Abstract
BACKGROUND AND PURPOSE: Monochorionic twin pregnancies complicated by the IUFD of 1 twin are associated with substantial morbidity to the survivor twin. The aim of this study was to determine whether fetal sonography, T2 MR imaging, and DWI can diagnose acute cerebral lesions in the survivor of an MC twin pregnancy shortly after fetal death of the co-twin.
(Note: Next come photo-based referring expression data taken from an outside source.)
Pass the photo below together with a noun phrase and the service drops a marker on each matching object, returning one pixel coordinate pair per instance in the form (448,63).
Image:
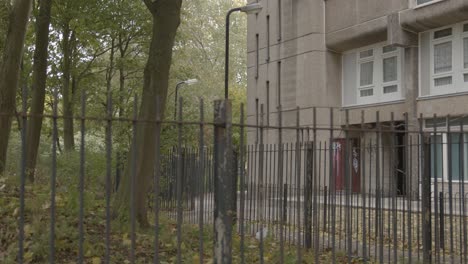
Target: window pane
(465,52)
(366,54)
(391,89)
(436,157)
(390,69)
(443,81)
(443,57)
(366,92)
(367,73)
(387,49)
(443,33)
(456,157)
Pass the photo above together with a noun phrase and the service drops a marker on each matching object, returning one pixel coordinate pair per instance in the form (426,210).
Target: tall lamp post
(248,9)
(178,85)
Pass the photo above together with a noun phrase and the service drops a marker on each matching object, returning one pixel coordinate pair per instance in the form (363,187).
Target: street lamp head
(191,81)
(251,8)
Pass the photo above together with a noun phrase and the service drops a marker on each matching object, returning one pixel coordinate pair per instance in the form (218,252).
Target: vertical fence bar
(81,180)
(407,165)
(316,187)
(23,172)
(348,219)
(436,189)
(132,175)
(463,205)
(379,220)
(280,183)
(450,177)
(179,181)
(108,173)
(223,221)
(298,184)
(362,155)
(393,185)
(53,178)
(426,198)
(201,151)
(242,186)
(157,179)
(332,187)
(261,201)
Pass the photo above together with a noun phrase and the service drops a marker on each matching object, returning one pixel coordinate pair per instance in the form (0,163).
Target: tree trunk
(69,142)
(10,69)
(166,20)
(38,86)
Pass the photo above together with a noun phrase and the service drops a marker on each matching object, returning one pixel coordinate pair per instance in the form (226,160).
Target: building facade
(402,59)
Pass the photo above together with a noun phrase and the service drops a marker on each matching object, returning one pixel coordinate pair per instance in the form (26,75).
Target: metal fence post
(426,201)
(222,183)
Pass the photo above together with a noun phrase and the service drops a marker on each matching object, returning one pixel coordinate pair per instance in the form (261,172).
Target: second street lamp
(248,9)
(178,85)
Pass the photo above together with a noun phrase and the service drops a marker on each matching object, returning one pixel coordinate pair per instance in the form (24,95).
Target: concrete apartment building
(406,57)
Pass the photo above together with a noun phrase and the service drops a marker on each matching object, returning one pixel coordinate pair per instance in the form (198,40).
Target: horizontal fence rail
(390,191)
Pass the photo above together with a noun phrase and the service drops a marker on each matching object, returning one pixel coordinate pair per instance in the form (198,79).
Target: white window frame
(395,95)
(366,99)
(445,161)
(464,70)
(378,83)
(438,90)
(442,131)
(458,71)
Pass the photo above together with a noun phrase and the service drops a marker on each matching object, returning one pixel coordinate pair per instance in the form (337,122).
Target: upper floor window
(448,60)
(372,75)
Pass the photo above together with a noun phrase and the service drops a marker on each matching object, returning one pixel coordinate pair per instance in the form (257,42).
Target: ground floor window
(449,156)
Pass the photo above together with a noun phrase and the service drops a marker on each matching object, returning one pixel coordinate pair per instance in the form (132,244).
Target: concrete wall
(306,41)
MATERIALS AND METHODS: During the study period (2007–2010) 34 cases of single IUFD were evaluated. Group A included 6 cases complicated by spontaneous IUFD. Group B had 10 cases of fetal death shortly after treatment of severe TTTS. These were compared with group C, with 18 pregnancies treated by selective termination due to severe complications in MC pregnancies.
RESULTS: Altogether 9/34 patients had abnormal prenatal cerebral findings. In group A, in 2/6 of pregnancies with spontaneous death, MR imaging showed findings of severe cerebral infarct, while cerebral damage was not evident by sonography. In another case, the surviving fetus was found to be hydropic on sonography, while MR imaging findings were normal. In group B, in 1/10 cases, cerebral infarct was demonstrated only by DWI. In 2 other cases, sonographic findings were normal, but MR imaging showed germinal matrix bleeding. In group C, in 1/18 cases, only DWI showed bilateral cerebral ischemia. In 2 other cases, MR imaging findings suggested germinal matrix bleeding and focal changes in the basal ganglia. In both cases, fetal sonographic findings were normal.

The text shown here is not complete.